Bug 14811

Summary: networking/nslookup.c parse_reply() CVE-2022-28391 patch query
Product: Busybox Reporter: john.simner
Component: NetworkingAssignee: unassigned
Status: NEW ---    
Severity: normal CC: busybox-cvs, mark.esler
Priority: P5    
Version: unspecified   
Target Milestone: ---   
Hardware: All   
OS: Linux   
Host: Target:
Build:

Description john.simner 2022-05-18 14:23:16 UTC 
Is BusyBox affected by CVE-2022-28391 (BusyBox networking/nslookup.c parse_reply() Function DNS PTR Record Escape Sequence Handling Arbitrary Command Execution) and  BusyBox networking/nslookup.c parse_reply() Function DNS PTR Record Escape Sequence Handling Arbitrary Command Execution)?

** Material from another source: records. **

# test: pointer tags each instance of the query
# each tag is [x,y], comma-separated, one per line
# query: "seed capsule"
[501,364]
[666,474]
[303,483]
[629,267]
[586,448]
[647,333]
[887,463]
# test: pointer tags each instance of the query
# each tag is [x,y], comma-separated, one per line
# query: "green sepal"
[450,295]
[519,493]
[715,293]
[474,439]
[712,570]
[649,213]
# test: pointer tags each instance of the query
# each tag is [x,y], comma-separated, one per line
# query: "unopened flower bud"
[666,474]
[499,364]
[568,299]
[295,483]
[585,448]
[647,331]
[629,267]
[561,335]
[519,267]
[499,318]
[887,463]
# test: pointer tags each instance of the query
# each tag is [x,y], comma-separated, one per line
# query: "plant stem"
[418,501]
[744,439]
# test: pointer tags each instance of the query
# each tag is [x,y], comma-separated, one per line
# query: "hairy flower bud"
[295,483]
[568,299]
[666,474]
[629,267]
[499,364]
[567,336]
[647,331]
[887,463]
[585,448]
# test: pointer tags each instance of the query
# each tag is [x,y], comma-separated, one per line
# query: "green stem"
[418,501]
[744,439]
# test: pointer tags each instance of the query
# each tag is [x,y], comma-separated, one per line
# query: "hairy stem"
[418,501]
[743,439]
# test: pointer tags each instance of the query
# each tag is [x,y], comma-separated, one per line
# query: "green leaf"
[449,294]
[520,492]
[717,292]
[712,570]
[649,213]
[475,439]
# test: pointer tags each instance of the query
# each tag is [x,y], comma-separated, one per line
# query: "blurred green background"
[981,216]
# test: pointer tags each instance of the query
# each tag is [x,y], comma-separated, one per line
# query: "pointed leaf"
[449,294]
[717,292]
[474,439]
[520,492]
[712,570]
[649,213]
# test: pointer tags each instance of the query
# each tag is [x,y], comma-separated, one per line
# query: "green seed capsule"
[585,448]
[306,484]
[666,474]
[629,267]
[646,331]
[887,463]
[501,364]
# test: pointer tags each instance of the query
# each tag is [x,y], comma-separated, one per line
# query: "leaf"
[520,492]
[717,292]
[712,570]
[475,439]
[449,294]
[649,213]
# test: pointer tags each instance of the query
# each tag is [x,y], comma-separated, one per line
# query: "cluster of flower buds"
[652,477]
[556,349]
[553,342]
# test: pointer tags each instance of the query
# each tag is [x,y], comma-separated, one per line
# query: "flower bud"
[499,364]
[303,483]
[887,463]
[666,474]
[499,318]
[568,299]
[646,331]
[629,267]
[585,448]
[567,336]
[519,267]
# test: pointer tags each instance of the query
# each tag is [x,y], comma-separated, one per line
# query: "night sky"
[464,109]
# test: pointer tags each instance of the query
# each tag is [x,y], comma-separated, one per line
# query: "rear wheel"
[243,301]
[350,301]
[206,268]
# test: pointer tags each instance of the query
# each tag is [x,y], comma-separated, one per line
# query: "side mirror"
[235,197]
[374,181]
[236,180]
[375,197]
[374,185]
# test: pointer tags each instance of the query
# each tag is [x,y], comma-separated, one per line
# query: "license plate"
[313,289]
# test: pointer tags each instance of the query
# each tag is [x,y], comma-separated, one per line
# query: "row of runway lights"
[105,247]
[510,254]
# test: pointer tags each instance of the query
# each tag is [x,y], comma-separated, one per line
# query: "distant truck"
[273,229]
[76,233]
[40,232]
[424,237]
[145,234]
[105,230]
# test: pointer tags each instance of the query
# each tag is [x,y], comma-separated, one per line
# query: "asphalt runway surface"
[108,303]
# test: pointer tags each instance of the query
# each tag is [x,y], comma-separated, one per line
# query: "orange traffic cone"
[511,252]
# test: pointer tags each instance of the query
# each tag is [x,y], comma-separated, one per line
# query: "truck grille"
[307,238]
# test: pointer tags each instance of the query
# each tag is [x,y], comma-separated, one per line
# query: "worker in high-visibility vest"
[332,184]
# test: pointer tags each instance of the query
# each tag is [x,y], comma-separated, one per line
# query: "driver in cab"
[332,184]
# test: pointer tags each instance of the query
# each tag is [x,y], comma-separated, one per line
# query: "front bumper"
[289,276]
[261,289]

If so, is there an official patch or update that fixes these vulnerabilities from BusyBox rather than git.alpinelinux.org?

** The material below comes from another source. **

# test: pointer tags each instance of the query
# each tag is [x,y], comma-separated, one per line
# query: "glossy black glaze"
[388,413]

If https://git.alpinelinux.org/aports/plain/main/busybox/0001-libbb-sockaddr2str-ensure-only-printable-characters-.patch details a patch that can be applied to BusyBox, should the change from  "xasprintf("%s:%s", host, serv);" to "xasprintf("%s:%s", printable_string(host), serv);" also be applied to ...

#if ENABLE_FEATURE_IPV6
	if (sa->sa_family == AF_INET6) {
		if (strchr(host, ':')) /* heh, it's not a resolved hostname */
			return xasprintf("[%s]:%s", host, serv);
		/*return xasprintf("%s:%s", host, serv);*/
		/* - fall through instead */
	}
#endif

Thanks for your assistance and look forward to your response.
Comment 1 Mark Esler 2022-07-08 19:19:32 UTC 
> Is BusyBox affected

Appears so. The vulnerability was reproduced on arch: https://gitlab.alpinelinux.org/alpine/aports/-/issues/13661
Comment 3 nikoleta.chalvatzi@atos.net 2022-12-14 11:39:33 UTC 
Thank you Mark for your effort. Mr. John Simner has retired, and i replaced him.